Pros:Nice aroma and appearance; Very easily drinkable
Cons:Available only in 12 pack sampler; Could use some more body
The Bottom Line: This is a very good, tasty dunkelweizen, but it doesn't have enough body to rank among the world's finest.
Boston Beer, maker of all things Sam Adams, is the largest craft brewing operation in the United States and many would say it has a reached the level of size and influence where it can no longer be described as a microbrewery. Part of the reason for Boston Beer’s rise to the top is its diverse product lineup that includes just about every well- known and lesser- known beer variation in existence. One beer that has been in circulation for only a short time and is currently one of my favorite pint glasses is Samuel Adams Dunkelweizen, a dark wheat beer.
Beer Facts and Figures:
Samuel Adams Dunkelweizen is a mahagony colored beer with a hazy body and an interesting aroma. Take a long, deep inhale and you will detect scents of clove, banana, yeast, nutmeg, and other spices. The foam on the beer is nice and it does maintain itself as you drink, even leaving a small amount of lacing.

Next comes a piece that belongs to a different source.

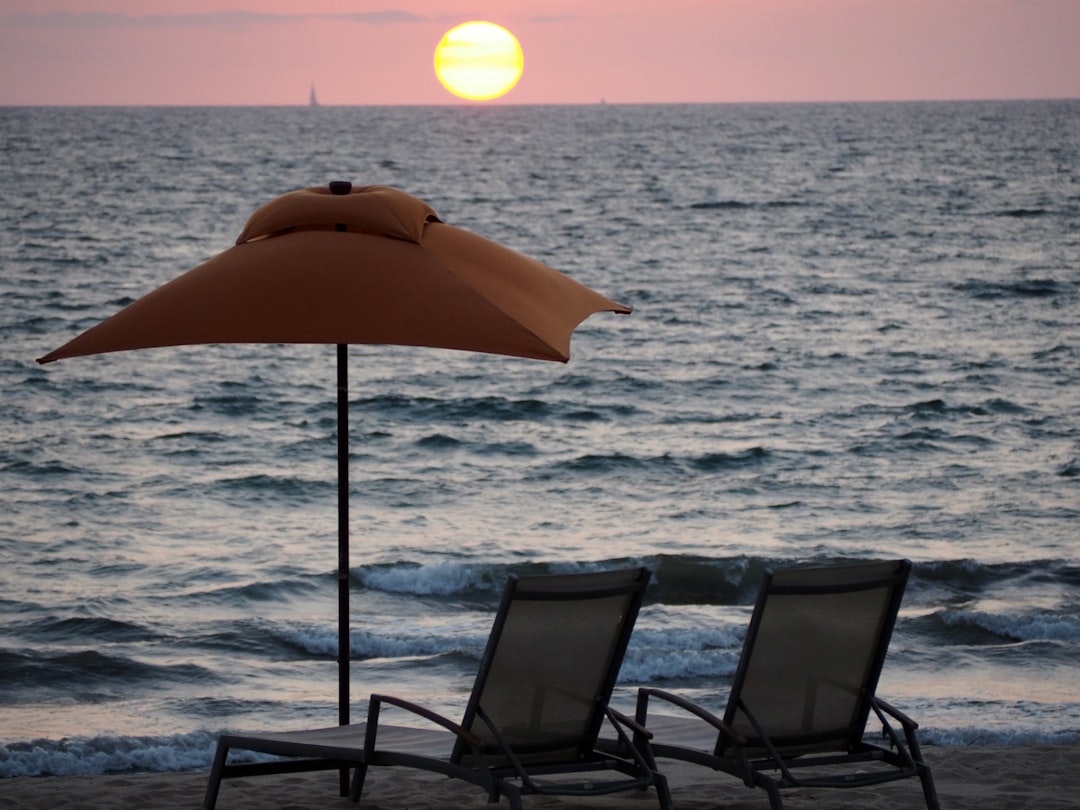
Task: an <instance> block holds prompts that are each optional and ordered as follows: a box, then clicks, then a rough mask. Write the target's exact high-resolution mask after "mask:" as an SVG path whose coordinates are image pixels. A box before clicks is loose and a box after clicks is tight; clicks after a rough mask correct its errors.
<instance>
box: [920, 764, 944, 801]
mask: <svg viewBox="0 0 1080 810" xmlns="http://www.w3.org/2000/svg"><path fill="white" fill-rule="evenodd" d="M919 780H920V781H921V782H922V796H923V798H926V800H927V810H941V805H939V804H937V788H936V787H934V778H933V777H932V775H930V769H929V768H927V767H926V766H924V765H923V766H921V767H920V768H919Z"/></svg>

Samuel Adams Dunkelweizen has a taste similar to what its nose would indicate, even if slightly less so. The flavors of toasted wheat malt, yeast, banana, cinnamon, and pear are most easily noticeable, followed by other flavors such as raisin and some brown sugar. The yeasty character is a little less pronounced in the body than I expected, but still makes its presence known.
Samuel Adams Dunkelweizen is sold from August through October each year and is brewed using two row pale malt, malted wheat, Carawheat malt, and Carafa malt, along with Hallertau Mittelfrueh hops and ale yeast. A final analysis shows 5.1 percent alchol by volume, 13 IBU, and 168 calories per 12 oz. serving.
Samuel Adams Dunkelweizen is a good attempt at a German dunkelweizen and an easy- drinking beer that will appeal to casual fans of the style. I learned that this beer was once brewed by Sam Adams in the past, under the more direct, American name “Dark Wheat.” Today, it is back with a Germanic title and a limited release that requires the purchase of a sampler pack to enjoy.
I cannot remember if I sampled the original Dark Wheat (I probably did), but if I did and if it was exactly like this, then there is a good chance I gave it middle to above average ratings. Samuel Adams Dunkelweizen is an interesting beer by most standards and I find the nose on this beer very enticing. Each time I inhaled, I kept coming up with more possibilities and my interest was piqued before I took my first sip.
Samuel Adams Dunkelweizen is a good example of this style, but it isn’t the best example and the reason is because the beer lacks a certain “umph” to put it over the top and into the conveted five- star territory. But that doesn’t mean this isn’t a good beer. It is good in most ways and many casual craft beer fans will find it more than good enough to recommend. Where the beer will likely face greater scrutiny is with the die- hard craft beer crowd, many of whom will say the product is a little too mild and not yeasty enough to rank among the world’s finest.
Samuel Adams Dunkelweizen is very quaffable and I was surprised at how quickly I consumed two bottles. The reason isn’t necessarily that it’s an amazing dunkelweizen because it isn’t. Rather, it is because the beer is highly drinkable with little in the way of bitterness or harshness. There are only 13 IBU of bitterness and the wheat/fruit/spice profile is mild enough that the beer goes down in a flash. As with most of my reviews, I poured one bottle, took some notes, and then poured a second to make sure nothing important was overlooked and to make sure there was continuity in flavor and quality between thw two. In less than ten minutes, both bottles were gone- a true testament to the drinkability of this product.
Overall, I consider Samuel Adams Dunkelweizen a good craft beer and a good example of its style. It doesn’t rank with the world’s great dunkelweizens by a long shot, but it is still a good beer and one I wouldn’t turn down if one was offered. It could be even better with a little more work, but it is still a good, tasty dunkelweizen that makes a good choice if you want a highly drinkable beer and don’t want to worry about specifics.